HOPE springs eternal. And with figures last week showing 88,770 people under the age of 25 on the unemployment Live Register, that is just as well. Many other young people have already left Ireland, with some phone, airline and other companies exploiting them as they go.
Taking a boat or plane instead of taking to the streets has long been the Irish response to hard times. But bitterness abroad is bad for Irish business as well as for the heart, so we need policies that equip people to prosper when they leave and that make them relish the thought of returning some day to work in Ireland. The nation has reasons to support its new and future emigrants.
The political poison at the heart of emigration is that a citizen gone is a vote that threatens nobody. For all of the palaver about our diaspora and how we value it, (not least when emigrants or their children return as tourists or become millionaires and invest in the old sod), we have never given them a vote. So there is no political payback possible for those who must go whether they like it or not.
The sudden closure last month of The Irish Post newspaper in Britain is a sad reminder of one particular way in which we officially neglected emigrants for years, and that was by not even supporting media for them so that they could express themselves and be part of a diaspora that meant more than just sentimental songs and remittances.
Some people want to emigrate and many can benefit from a spell abroad. But today, as young people are forced to depart from Ireland, some commercial practices are leaving them with an even more sour taste in their mouths.
Take a young person who has to go but who has signed a mobile phone contract. In theory, such contracts are a matter of choice. In practice, many young people are pushed by social circumstances and a hard sell into feeling they need a smartphone and so sign up for 12 or 18 months.
Part of their bundle is for call and text charges. But neither O2 nor Meteor, for example, allows them a single cent of credit against roaming calls when they leave Ireland to work aboard.

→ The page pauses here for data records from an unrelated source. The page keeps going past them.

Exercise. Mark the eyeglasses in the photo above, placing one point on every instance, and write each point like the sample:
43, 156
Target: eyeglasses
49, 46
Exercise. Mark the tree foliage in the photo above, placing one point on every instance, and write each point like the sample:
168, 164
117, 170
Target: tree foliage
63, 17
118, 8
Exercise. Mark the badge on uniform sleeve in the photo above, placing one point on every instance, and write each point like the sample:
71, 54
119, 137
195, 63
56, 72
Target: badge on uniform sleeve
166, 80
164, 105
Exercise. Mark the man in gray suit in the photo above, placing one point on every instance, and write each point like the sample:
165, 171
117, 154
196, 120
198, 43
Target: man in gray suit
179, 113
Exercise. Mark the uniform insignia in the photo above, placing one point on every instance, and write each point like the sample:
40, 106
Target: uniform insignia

They are stuck paying their monthly minimum charge which can run to a total of almost €500 during the first year abroad when they most need money, including money to call home. Breaking the contract can have long-term consequences in terms of credit rating and communications.
Phone companies make some minor concessions, perhaps reducing a package to a lower band if most of the period has run on it, but their refusal to credit any of the entirely unused bundle charges against roaming calls seems simply mean and nasty.

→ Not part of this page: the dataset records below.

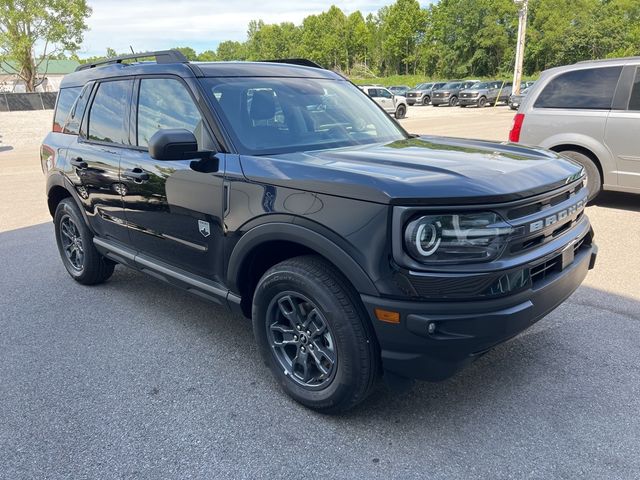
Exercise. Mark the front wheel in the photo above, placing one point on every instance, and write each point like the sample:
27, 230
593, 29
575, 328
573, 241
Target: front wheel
313, 334
75, 244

And then there are the airlines, which screw every cent they can out in baggage charges. Every extra kilo over very basic allowances costs a departing young person at least €9, meaning that for a modest bundle of things to take with them, they quickly end up paying more for their bag than for their flight.

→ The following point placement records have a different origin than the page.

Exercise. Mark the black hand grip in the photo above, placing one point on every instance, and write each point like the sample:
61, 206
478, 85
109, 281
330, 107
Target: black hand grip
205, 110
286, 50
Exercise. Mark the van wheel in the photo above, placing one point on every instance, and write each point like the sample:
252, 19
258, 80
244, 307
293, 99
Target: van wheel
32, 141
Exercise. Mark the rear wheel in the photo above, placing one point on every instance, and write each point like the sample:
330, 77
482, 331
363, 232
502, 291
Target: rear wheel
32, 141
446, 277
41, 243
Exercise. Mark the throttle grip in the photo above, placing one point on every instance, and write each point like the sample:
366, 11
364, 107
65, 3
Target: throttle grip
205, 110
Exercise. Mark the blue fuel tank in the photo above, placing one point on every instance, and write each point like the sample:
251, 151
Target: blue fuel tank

It would not break the airlines to make a gesture that distinguishes young people who are leaving to work or study abroad from holiday-makers. Last week, within a short period at Dublin Airport, I saw a number of young people being caught out and charged still more again because they had not paid for those surplus kilos in advance. They were forced to hand over significant sums at the check-in desk.
If we care about the rising generation then we must address their real needs now by adopting integrated policies and practices that equip them well to cope with new realities. The days of job security and permanence are gone and are not about to return any time in the foreseeable future.
Is our education system in touch with what is happening? Much and all as France is a lovely country, for example, is it right that French is overwhelmingly the language taught at school? What of Arabic or Chinese or even the seldom taught German?
The Higher Education Authority has been making an effort to connect its available courses with people on the Live Register who are thinking of going in a new direction. Springboard is a programme that attempts to remedy the shortfall in some skills areas, a bizarre shortfall when Ireland has over 14 per cent unemployment, and one that speaks eloquently of the breakdown in proper social planning in recent years. We even have to import doctors.
Not everyone will have enough basic educational qualifications to avail of Springboard grants but, for those who do, it can open new doors in science, engineering and information technology.
The Government itself needs to see Springboard as the jumping-off point to an urgent, coherent policy on equipping Irish youth for a changed world. That policy requires radical action and reformed systems now, and an engagement with young people that is a lot more than the standard political spin and public relations gloss paid for by public monies. The modest National Internship Scheme was merely a first step, and critics say that even it is seriously flawed.
Young people leaving Ireland in growing numbers also deserve support. Emigrants should be given a vote abroad, as US citizens are by their government, and there should be a range of incentives to entice them to return to Ireland to use at home the life experience and work skills that they have gained while away.